R: Interaction forest plots: exploring interaction forest...

plotEffects {diversityForest}

R Documentation

Interaction forest plots: exploring interaction forest results through visualisation

Description

This function allows to visualise the (estimated) bivariable influences of pairs of variables (with large quantitative and qualitative EIM values) on the outcome. This step is crucial, because to interpret interaction effects between variable pairs with large quantitative and qualitative EIM values, it is necessary to learn about the forms these interaction effects take.

Usage

plotEffects(
  intobj,
  type = "quant",
  numpairs = 5,
  indpairs = NULL,
  pairs = NULL,
  allwith = NULL,
  pvalues = TRUE,
  twoplots = TRUE,
  addtitles = TRUE,
  plotit = TRUE
)

Arguments

`intobj`	Object of class `interactionfor`.
`type`	This can be either "quant" or "qual" and determines whether the plotted pairs are sorted according to either the quantitative or qualitative EIM values in decreasing order. Default is "quant".
`numpairs`	The number of pairs to plot (default: 5). This is overwritten by `indpairs`.
`indpairs`	Optional. The indices of the pairs in the sorted lists of quantitative (`type="quant"`) or qualitative EIM values to plot (`type="qual"`). This overwrites the `numpairs` argument.
`pairs`	This can be used to specify the pairs to plot. It is an optional list of character string vectors, where each of these vectors has length two. Each list element corresponds to one pair, where the first character string gives the name of the first member of the respective pair to plot and the second character string gives the name of the second member. This argument overwrites `numpairs` and `indpairs`.
`allwith`	This is an optional character string that can be set to the name of one of the variables. If provided, only variable pairs will be considered that feature the variable specified by this argument `allwith`. These pairs are again sorted in decreasing order according to the quantitative (`type="quant"`) or qualitative (`type="qual"`) EIM values and their number is restricted to the value given by `numpairs`. This argument `allwith` can be used, if it is of interest to learn whether a specific variable (e.g., sex or age) interacts with other variables in the data set and if so, which forms these interactions take.
`pvalues`	Set to `TRUE` (default) to add to the plots p-values from tests for interaction effect obtained using classical parametric regression approaches.
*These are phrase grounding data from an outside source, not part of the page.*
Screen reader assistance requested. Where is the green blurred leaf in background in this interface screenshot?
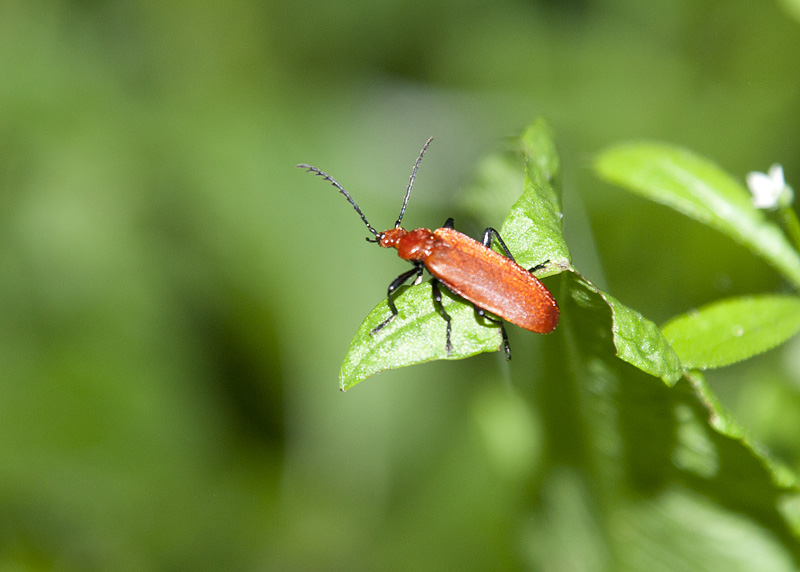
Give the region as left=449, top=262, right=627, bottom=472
left=4, top=0, right=800, bottom=570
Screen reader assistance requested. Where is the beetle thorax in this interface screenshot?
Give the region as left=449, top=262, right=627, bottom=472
left=379, top=227, right=436, bottom=261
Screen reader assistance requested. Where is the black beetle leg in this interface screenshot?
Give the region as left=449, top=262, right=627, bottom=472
left=431, top=279, right=452, bottom=356
left=481, top=227, right=516, bottom=262
left=529, top=259, right=550, bottom=273
left=474, top=306, right=511, bottom=360
left=371, top=264, right=424, bottom=335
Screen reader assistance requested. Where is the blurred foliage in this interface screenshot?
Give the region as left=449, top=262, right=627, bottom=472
left=2, top=0, right=800, bottom=569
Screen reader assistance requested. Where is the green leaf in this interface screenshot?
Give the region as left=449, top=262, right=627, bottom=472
left=780, top=0, right=800, bottom=24
left=533, top=273, right=800, bottom=568
left=339, top=285, right=505, bottom=390
left=662, top=295, right=800, bottom=369
left=565, top=270, right=683, bottom=385
left=458, top=153, right=526, bottom=227
left=682, top=370, right=799, bottom=491
left=339, top=118, right=568, bottom=389
left=502, top=119, right=572, bottom=274
left=595, top=143, right=800, bottom=287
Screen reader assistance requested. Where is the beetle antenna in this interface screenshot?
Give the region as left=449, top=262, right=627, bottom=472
left=297, top=163, right=380, bottom=237
left=394, top=136, right=433, bottom=228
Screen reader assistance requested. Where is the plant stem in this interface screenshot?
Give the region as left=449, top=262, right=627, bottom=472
left=778, top=205, right=800, bottom=253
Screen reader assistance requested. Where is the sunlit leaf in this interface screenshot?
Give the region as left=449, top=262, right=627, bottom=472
left=502, top=119, right=571, bottom=274
left=340, top=285, right=505, bottom=390
left=662, top=295, right=800, bottom=369
left=595, top=144, right=800, bottom=287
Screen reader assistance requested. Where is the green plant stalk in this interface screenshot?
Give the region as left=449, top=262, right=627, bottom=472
left=778, top=205, right=800, bottom=256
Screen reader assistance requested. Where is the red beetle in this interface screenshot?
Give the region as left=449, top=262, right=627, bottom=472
left=298, top=138, right=559, bottom=358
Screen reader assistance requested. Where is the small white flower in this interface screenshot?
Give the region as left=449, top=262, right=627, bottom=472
left=747, top=164, right=793, bottom=209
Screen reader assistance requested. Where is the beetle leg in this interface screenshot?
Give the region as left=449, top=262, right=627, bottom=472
left=481, top=227, right=516, bottom=262
left=443, top=217, right=455, bottom=229
left=474, top=307, right=511, bottom=360
left=430, top=279, right=452, bottom=356
left=529, top=259, right=550, bottom=273
left=483, top=228, right=552, bottom=275
left=371, top=264, right=424, bottom=335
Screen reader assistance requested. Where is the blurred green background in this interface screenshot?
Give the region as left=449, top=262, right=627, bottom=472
left=3, top=0, right=800, bottom=569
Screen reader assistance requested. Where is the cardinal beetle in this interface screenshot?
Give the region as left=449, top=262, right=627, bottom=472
left=297, top=137, right=559, bottom=359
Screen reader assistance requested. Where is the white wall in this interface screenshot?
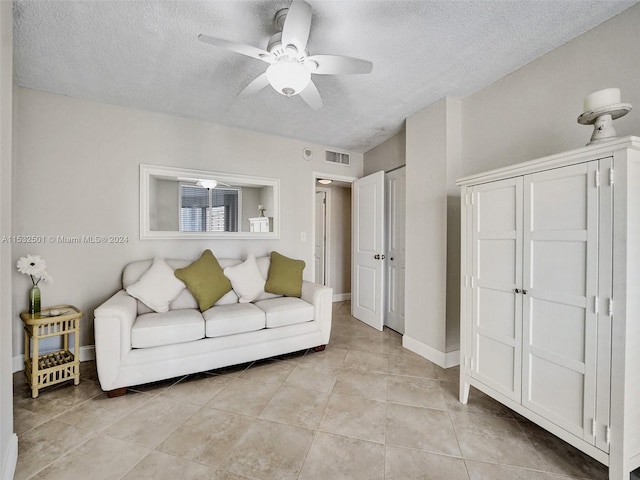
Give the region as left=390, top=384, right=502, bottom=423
left=0, top=1, right=17, bottom=478
left=12, top=87, right=363, bottom=360
left=462, top=2, right=640, bottom=176
left=403, top=97, right=461, bottom=367
left=363, top=130, right=406, bottom=175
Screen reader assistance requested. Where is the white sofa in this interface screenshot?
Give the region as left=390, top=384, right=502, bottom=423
left=94, top=256, right=333, bottom=396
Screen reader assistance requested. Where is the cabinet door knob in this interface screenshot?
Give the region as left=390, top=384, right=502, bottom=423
left=522, top=289, right=528, bottom=295
left=374, top=254, right=380, bottom=260
left=515, top=288, right=521, bottom=294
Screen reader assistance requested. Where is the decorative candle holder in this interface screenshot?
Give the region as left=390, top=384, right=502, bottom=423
left=578, top=104, right=632, bottom=145
left=578, top=88, right=632, bottom=145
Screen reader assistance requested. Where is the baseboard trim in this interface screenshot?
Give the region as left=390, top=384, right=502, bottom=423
left=1, top=433, right=18, bottom=480
left=12, top=355, right=21, bottom=374
left=12, top=345, right=96, bottom=373
left=402, top=335, right=460, bottom=368
left=79, top=345, right=95, bottom=362
left=332, top=293, right=351, bottom=302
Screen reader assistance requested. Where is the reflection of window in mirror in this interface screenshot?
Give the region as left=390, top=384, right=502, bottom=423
left=179, top=184, right=242, bottom=232
left=141, top=164, right=279, bottom=239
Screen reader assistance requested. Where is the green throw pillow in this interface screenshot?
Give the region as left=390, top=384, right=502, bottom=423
left=174, top=250, right=232, bottom=311
left=264, top=251, right=305, bottom=297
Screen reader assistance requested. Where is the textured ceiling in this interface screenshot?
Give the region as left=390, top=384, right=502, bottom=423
left=13, top=0, right=637, bottom=153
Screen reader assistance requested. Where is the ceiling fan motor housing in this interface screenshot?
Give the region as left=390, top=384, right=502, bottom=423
left=274, top=8, right=289, bottom=31
left=267, top=32, right=304, bottom=59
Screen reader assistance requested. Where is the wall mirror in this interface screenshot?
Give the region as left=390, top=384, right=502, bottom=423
left=140, top=164, right=279, bottom=239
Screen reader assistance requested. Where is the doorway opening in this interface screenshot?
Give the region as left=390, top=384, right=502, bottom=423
left=312, top=173, right=355, bottom=302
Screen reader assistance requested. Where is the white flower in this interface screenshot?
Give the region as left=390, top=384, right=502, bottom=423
left=17, top=255, right=46, bottom=276
left=16, top=255, right=53, bottom=285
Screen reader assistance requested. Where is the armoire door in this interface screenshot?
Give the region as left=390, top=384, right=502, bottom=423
left=521, top=161, right=600, bottom=443
left=470, top=177, right=523, bottom=402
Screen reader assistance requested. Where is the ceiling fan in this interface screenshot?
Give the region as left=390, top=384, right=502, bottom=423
left=198, top=0, right=373, bottom=109
left=178, top=177, right=231, bottom=189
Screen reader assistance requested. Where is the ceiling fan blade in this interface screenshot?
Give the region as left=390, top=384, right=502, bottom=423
left=281, top=0, right=312, bottom=53
left=238, top=73, right=270, bottom=98
left=198, top=34, right=274, bottom=63
left=305, top=54, right=373, bottom=75
left=298, top=80, right=323, bottom=110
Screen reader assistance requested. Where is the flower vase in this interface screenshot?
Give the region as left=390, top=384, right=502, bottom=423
left=29, top=284, right=41, bottom=315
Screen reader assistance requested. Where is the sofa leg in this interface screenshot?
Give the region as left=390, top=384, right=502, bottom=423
left=313, top=345, right=326, bottom=352
left=106, top=387, right=127, bottom=398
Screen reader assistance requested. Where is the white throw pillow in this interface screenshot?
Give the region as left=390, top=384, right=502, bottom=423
left=126, top=257, right=186, bottom=313
left=224, top=253, right=266, bottom=303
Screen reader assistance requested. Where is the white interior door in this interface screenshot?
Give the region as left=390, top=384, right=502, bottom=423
left=314, top=190, right=327, bottom=285
left=385, top=167, right=406, bottom=333
left=352, top=171, right=385, bottom=331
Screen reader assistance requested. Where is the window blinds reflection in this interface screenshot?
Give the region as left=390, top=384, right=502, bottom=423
left=179, top=185, right=240, bottom=232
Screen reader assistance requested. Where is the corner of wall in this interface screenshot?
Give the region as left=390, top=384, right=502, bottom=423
left=402, top=334, right=460, bottom=369
left=404, top=97, right=460, bottom=354
left=0, top=434, right=17, bottom=480
left=0, top=1, right=15, bottom=478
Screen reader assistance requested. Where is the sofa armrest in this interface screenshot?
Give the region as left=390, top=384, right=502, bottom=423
left=301, top=280, right=333, bottom=344
left=94, top=289, right=137, bottom=390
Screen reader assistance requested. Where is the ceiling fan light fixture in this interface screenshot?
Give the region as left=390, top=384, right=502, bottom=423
left=197, top=179, right=218, bottom=189
left=266, top=58, right=311, bottom=97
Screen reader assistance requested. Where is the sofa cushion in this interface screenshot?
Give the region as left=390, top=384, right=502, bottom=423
left=203, top=303, right=266, bottom=338
left=125, top=257, right=185, bottom=313
left=254, top=297, right=314, bottom=328
left=264, top=251, right=305, bottom=298
left=174, top=250, right=233, bottom=311
left=169, top=287, right=238, bottom=311
left=131, top=309, right=204, bottom=348
left=223, top=253, right=265, bottom=303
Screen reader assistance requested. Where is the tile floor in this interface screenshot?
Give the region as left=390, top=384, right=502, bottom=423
left=12, top=301, right=617, bottom=480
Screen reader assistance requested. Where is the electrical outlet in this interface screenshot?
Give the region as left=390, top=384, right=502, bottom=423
left=300, top=232, right=307, bottom=242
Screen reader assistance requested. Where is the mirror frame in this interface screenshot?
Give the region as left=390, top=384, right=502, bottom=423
left=140, top=164, right=280, bottom=240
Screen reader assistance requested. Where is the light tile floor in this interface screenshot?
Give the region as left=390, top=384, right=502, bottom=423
left=12, top=301, right=621, bottom=479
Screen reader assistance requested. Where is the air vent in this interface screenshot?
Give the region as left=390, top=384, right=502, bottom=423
left=325, top=149, right=350, bottom=166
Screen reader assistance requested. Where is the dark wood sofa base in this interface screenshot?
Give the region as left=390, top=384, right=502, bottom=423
left=106, top=387, right=127, bottom=398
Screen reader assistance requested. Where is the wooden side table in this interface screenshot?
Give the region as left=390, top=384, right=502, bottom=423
left=20, top=305, right=82, bottom=398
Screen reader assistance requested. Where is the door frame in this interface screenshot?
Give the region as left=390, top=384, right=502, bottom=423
left=315, top=187, right=331, bottom=285
left=310, top=172, right=357, bottom=293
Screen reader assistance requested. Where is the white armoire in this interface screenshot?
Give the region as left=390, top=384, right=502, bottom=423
left=457, top=136, right=640, bottom=480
For categorical outcomes logistic regression is used, for metric outcomes linear regression and for survival outcomes Cox regression. NOTE: These p-values are generally much too optimistic and MUST NOT be reported as the result of a statistical test for significance of interaction. See the 'Details' section below for further details.
`twoplots`	Set to `TRUE` / `FALSE` if for each plot page the results of two / one pair(s) of variables should be shown. Default is `TRUE`.
`addtitles`	Set to `TRUE` (default) to add headings providing the names of the variables in each pair. If `type="quant"`, these headings also give information on the type of quantitative interaction effect. Setting `addtitles` to `FALSE` is, for example, useful, when the produced plots are intended for use in a publication, where these headings might not be desirable.
`plotit`	This states whether the plots are actually plotted or merely returned as `ggplot` objects. Default is `TRUE`.

Details

For each considered pair the bivariable influence of both pair members on the outcome estimated using a two-dimensional flexible function is shown. Such visualisations make it possible to learn about the forms of the interaction effects between variable pairs with large EIM values. Moreover, these visualisations reveal (pathological) cases in which variable pairs do not show indications of interaction effects despite featuring large EIM values.
For binary outcomes the probabilities for the second class are estimated, for categorical outcomes with more than two classes the probabilities for the largest class (i.e., the class with the most observations) are estimated (using the function plotPair, a different class can be selected instead), for metric outcomes the means of the outcome are estimated, and for survival outcomes the log hazards ratio values compared to the median effect are estimated.
The kinds of estimates shown differ also according to whether both pair members are metric or only one of the two members is metric and the other one categorical or both pair members are categorical:

If both pair members are metric and the outcome is categorical or metric we use two-dimensional LOESS regression, where in the case of categorical outcomes, to obtain probability estimates for the first class (or largest class for multi-class outcomes), we use the value '1' for the first class (largest class for multi-class outcomes) and the value '0' for the second class (all other classes for multi-class outcomes).
If both pair members are metric and the outcome is survival we use a Cox proportional hazard additive model with a two-dimensional LOESS smooth (gamcox function from the 'MapGAM' package (version 1.2-5)) and in the rare cases for which the latter fails, we use classical Cox regression with an interaction term between the two covariates.
If one pair member is metric and the other one categorical and the outcome is categorical or metric, we use LOESS regression between the outcome (coded as '0' and '1' in the case of categorical outcomes as described above) and the values of the metric variable separately for each category of the categorical variable. In the rare cases in which the LOESS regression fails we use classical linear regression.
If one pair member is metric and the other one categorical and the outcome is survival, we use Cox regression with a linear tail-restricted cubic spline with four knots (univariable LOESS regression for survival outcomes does not seem to be available yet in R) separately for each category of the categorical variable. In cases in which the fitting of this spline regression fails we use classical Cox regression.
If both pair members are categorical and the outcome is categorical or metric, we simply calculate the mean of the outcome (coded as '0' and '1' in the case of categorical outcomes as described above) for each possible combination of the categories of the two variables.
If both pair members are categorical and the outcome is survival, we use classical Cox regression with an interaction term between the two variables (there is no need for any flexible modelling in this setting, because the Cox model with two categorical variables plus interaction term is saturated).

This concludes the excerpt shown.